Long-tailed duck doing what it does best – 2/3rds of it time is spent underwater when it is foraging
I was out at Balcomie Beach this morning. Even though the temperature was up a few degrees on yesterday it felt much colder in the open. The wind was from the south-west and very chilly bringing showers with it. Everything must have been taking shelter. There was almost nothing to see that wasn’t out on the sea where there can be no escape from the wind anyway. The long-tailed ducks are still in Balcomie Bay. Four this morning and a few more flying along the coast. Long-tailed ducks spend more time below the water than above it so they can be hard to count. Any scan across an expanse of sea will miss two-thirds of the ducks at any one time. Another problem with counting long-tails is their mobility.

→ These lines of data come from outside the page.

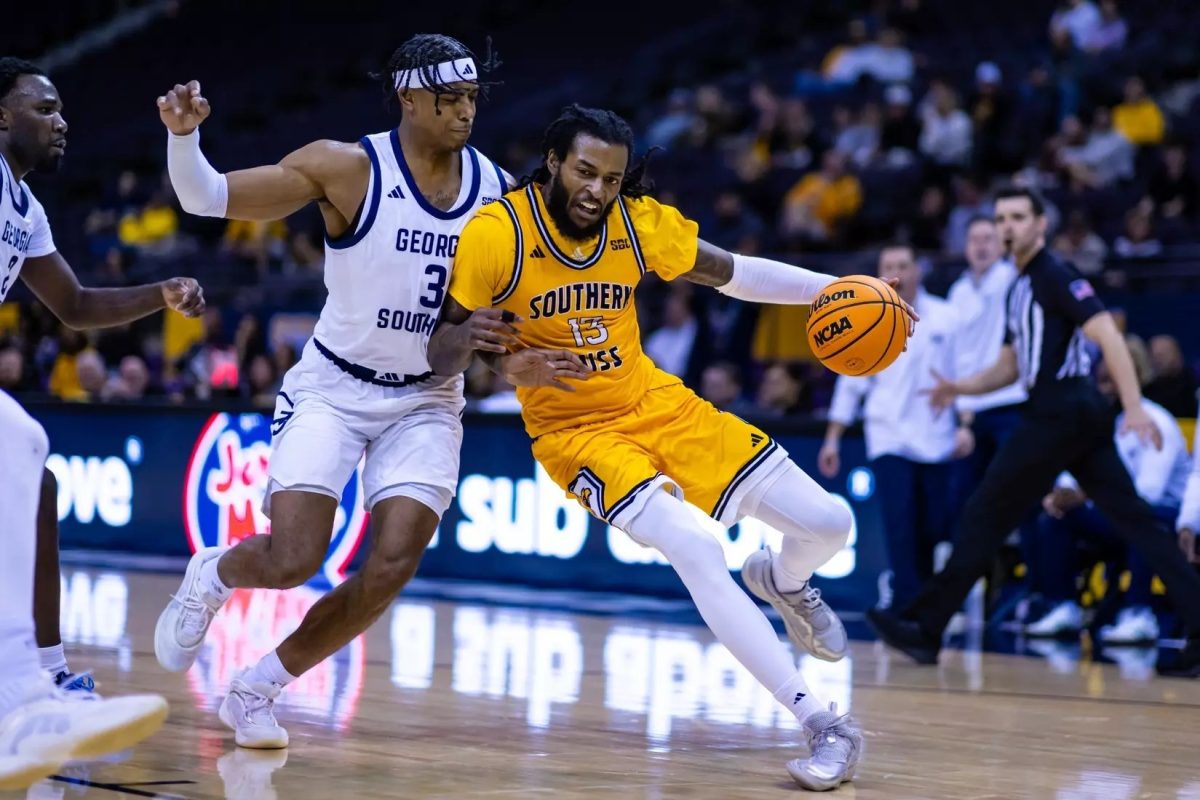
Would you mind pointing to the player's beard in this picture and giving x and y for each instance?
(49, 163)
(558, 204)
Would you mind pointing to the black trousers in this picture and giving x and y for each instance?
(1066, 426)
(917, 515)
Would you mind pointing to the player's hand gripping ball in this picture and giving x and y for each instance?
(858, 325)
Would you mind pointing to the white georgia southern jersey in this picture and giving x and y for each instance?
(24, 229)
(388, 275)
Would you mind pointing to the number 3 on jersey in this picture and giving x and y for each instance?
(437, 286)
(588, 330)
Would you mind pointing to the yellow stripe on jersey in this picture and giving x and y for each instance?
(575, 295)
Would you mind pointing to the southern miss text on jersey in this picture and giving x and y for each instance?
(575, 295)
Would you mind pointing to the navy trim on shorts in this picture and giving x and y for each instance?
(742, 475)
(625, 501)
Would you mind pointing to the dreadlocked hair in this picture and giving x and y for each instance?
(11, 68)
(604, 125)
(424, 53)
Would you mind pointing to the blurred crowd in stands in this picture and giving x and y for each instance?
(895, 133)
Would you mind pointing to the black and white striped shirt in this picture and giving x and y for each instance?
(1047, 305)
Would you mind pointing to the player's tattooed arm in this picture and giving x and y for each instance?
(52, 280)
(333, 173)
(461, 334)
(713, 268)
(492, 334)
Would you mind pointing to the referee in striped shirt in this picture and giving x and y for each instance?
(1066, 425)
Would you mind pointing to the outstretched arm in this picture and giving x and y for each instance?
(55, 284)
(491, 332)
(757, 280)
(271, 192)
(761, 280)
(461, 332)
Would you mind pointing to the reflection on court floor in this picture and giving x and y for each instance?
(541, 701)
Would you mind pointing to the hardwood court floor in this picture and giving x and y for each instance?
(457, 701)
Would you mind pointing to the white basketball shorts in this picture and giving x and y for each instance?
(325, 420)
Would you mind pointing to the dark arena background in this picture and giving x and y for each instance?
(540, 651)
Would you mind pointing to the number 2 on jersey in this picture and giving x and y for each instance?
(588, 330)
(437, 286)
(7, 277)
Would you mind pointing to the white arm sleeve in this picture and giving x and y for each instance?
(761, 280)
(201, 188)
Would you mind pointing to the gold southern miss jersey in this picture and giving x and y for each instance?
(575, 295)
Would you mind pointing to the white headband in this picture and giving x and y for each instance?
(444, 73)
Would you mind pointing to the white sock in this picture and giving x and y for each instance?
(22, 457)
(211, 583)
(733, 618)
(798, 698)
(815, 527)
(54, 660)
(269, 669)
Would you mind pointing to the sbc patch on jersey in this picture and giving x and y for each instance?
(226, 483)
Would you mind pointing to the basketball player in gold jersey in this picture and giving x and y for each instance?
(564, 254)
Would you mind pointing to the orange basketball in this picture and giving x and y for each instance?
(857, 325)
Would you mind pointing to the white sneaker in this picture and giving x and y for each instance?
(51, 727)
(185, 621)
(837, 747)
(810, 623)
(1066, 618)
(249, 709)
(1135, 625)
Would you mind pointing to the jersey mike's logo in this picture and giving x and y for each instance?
(226, 483)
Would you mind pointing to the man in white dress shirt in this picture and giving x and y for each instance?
(911, 447)
(978, 298)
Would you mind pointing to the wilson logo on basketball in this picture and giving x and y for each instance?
(826, 299)
(226, 482)
(832, 331)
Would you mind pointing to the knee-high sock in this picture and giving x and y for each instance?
(815, 525)
(667, 524)
(23, 450)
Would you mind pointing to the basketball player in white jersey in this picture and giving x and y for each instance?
(41, 726)
(394, 204)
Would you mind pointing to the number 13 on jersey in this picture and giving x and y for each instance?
(591, 331)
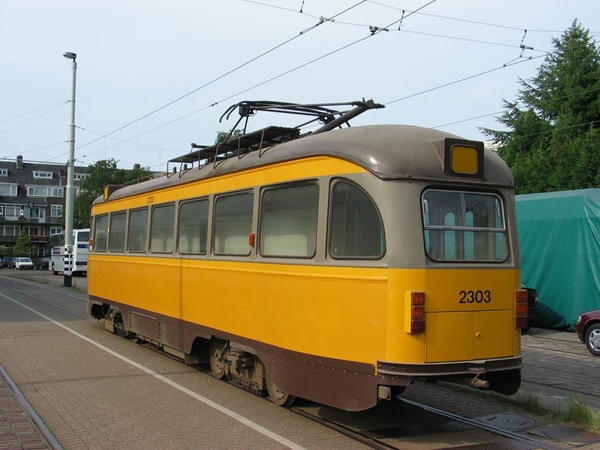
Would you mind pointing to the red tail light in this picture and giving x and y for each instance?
(521, 308)
(417, 312)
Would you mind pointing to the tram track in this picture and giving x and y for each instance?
(347, 429)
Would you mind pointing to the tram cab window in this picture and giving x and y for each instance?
(288, 221)
(116, 237)
(100, 233)
(193, 226)
(464, 226)
(355, 226)
(233, 224)
(162, 228)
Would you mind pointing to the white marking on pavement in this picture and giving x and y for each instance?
(179, 387)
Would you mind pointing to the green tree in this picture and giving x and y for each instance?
(100, 174)
(553, 138)
(23, 246)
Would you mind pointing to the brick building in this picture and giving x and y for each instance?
(33, 198)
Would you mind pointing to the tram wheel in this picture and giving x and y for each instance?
(278, 396)
(218, 366)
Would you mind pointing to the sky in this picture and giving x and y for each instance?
(153, 76)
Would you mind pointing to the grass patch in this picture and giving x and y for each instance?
(580, 413)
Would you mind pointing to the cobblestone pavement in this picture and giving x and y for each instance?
(545, 375)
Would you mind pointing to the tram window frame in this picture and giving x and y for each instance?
(230, 225)
(116, 232)
(162, 228)
(361, 237)
(284, 231)
(100, 233)
(193, 228)
(137, 230)
(463, 239)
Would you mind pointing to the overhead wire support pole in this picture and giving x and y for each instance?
(70, 195)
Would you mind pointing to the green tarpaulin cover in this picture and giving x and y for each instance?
(559, 235)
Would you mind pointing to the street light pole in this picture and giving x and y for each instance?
(70, 199)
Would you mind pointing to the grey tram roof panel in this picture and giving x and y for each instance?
(388, 151)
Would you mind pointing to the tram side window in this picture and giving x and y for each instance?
(100, 233)
(116, 237)
(464, 226)
(162, 227)
(233, 224)
(355, 226)
(137, 231)
(193, 226)
(288, 221)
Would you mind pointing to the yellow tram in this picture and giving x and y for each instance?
(336, 266)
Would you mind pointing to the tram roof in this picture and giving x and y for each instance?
(387, 151)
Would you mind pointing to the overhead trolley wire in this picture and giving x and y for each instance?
(321, 21)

At the moment there is concern that numbers of long-tailed ducks are declining seriously across Europe and particularly in the UK. But we only have wintering birds and ducks are notoriously fickle with changing weather, staying put rather than migrating if conditions allow. The Americans call this “frame bias” – where a duck counter in one state might report a worrying decline in a species where a counter in a neighbouring state might report an increase. Overall no problem if you have a big enough spatial frame for the counts and consider the two states as the same population. We also have this problem across Europe. Good counts in some places (Western Europe) and poorer elsewhere (Russia for example). So a decline in Western Europe may be simply a redistribution, with an increase not being recorded in another location. With long-tailed ducks that winter along any stretch of coast right up to the Arctic, regardless of who is there to count them, this may well be the case. Then again a rapid decline of a bird population globally is not particularly unusual these days. I hope it’s just frame bias: long-tailed ducks are one of best Crail winter birds and I love being able to see them every time I look out to sea.
There was a white-billed diver out at the Isle of May on Wednesday. I have been checking the sea regularly since then in a forlorn hope of seeing this very rare species. The last ones I saw were 11 years ago in the high Arctic of North America, and one this far south is very unusual indeed. I have only seen our usual red-throated divers in the last few days.